Mereka berdua tertegun. Guru yang mengajar di kelas Alisa sudah datang.
Menatap dua muridnya bergantian. "Kalian gak dengar bunyi bel masuk kelas."
Alisa tertunduk takut. Jangan sampai dia mendapat masalah disekolah barunya. "Maaf bu, tapi Senior ini melarang saya masuk tadi."
Bu Maya melotot ke arah Nando.
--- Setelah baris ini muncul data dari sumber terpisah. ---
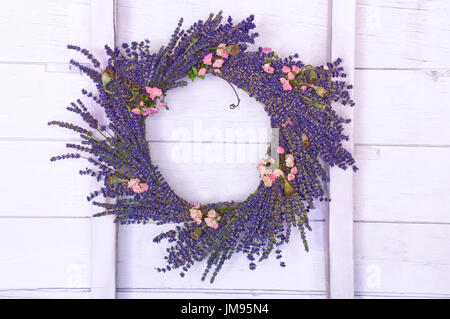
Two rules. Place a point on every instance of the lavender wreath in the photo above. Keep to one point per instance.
(133, 86)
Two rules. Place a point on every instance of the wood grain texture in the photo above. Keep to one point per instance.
(302, 27)
(103, 230)
(52, 188)
(340, 218)
(402, 107)
(402, 260)
(49, 90)
(188, 294)
(402, 34)
(403, 184)
(44, 253)
(39, 31)
(138, 256)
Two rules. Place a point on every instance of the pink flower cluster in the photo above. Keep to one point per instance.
(153, 93)
(267, 174)
(211, 219)
(136, 185)
(290, 75)
(289, 159)
(222, 54)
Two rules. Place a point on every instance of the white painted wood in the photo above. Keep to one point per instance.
(402, 107)
(138, 257)
(299, 26)
(34, 187)
(35, 94)
(217, 294)
(46, 293)
(44, 253)
(402, 260)
(104, 231)
(404, 184)
(201, 113)
(340, 221)
(403, 34)
(39, 31)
Nando hanya cengingisan. "Kamu senior?"
Nando mengangguk cepat.
"Bukannya memberikan contoh yang baik untuk juniornya, malah seperti ini!"
Wajah Bu Maya sudah memerah. Nando tau Bu Maya ini guru yang ditakuti dikelas IPB. "Maaf Bu, saya tadi disuruh ketua osis untuk menanyakan langsung nama siswi baru, dikelas sebelas."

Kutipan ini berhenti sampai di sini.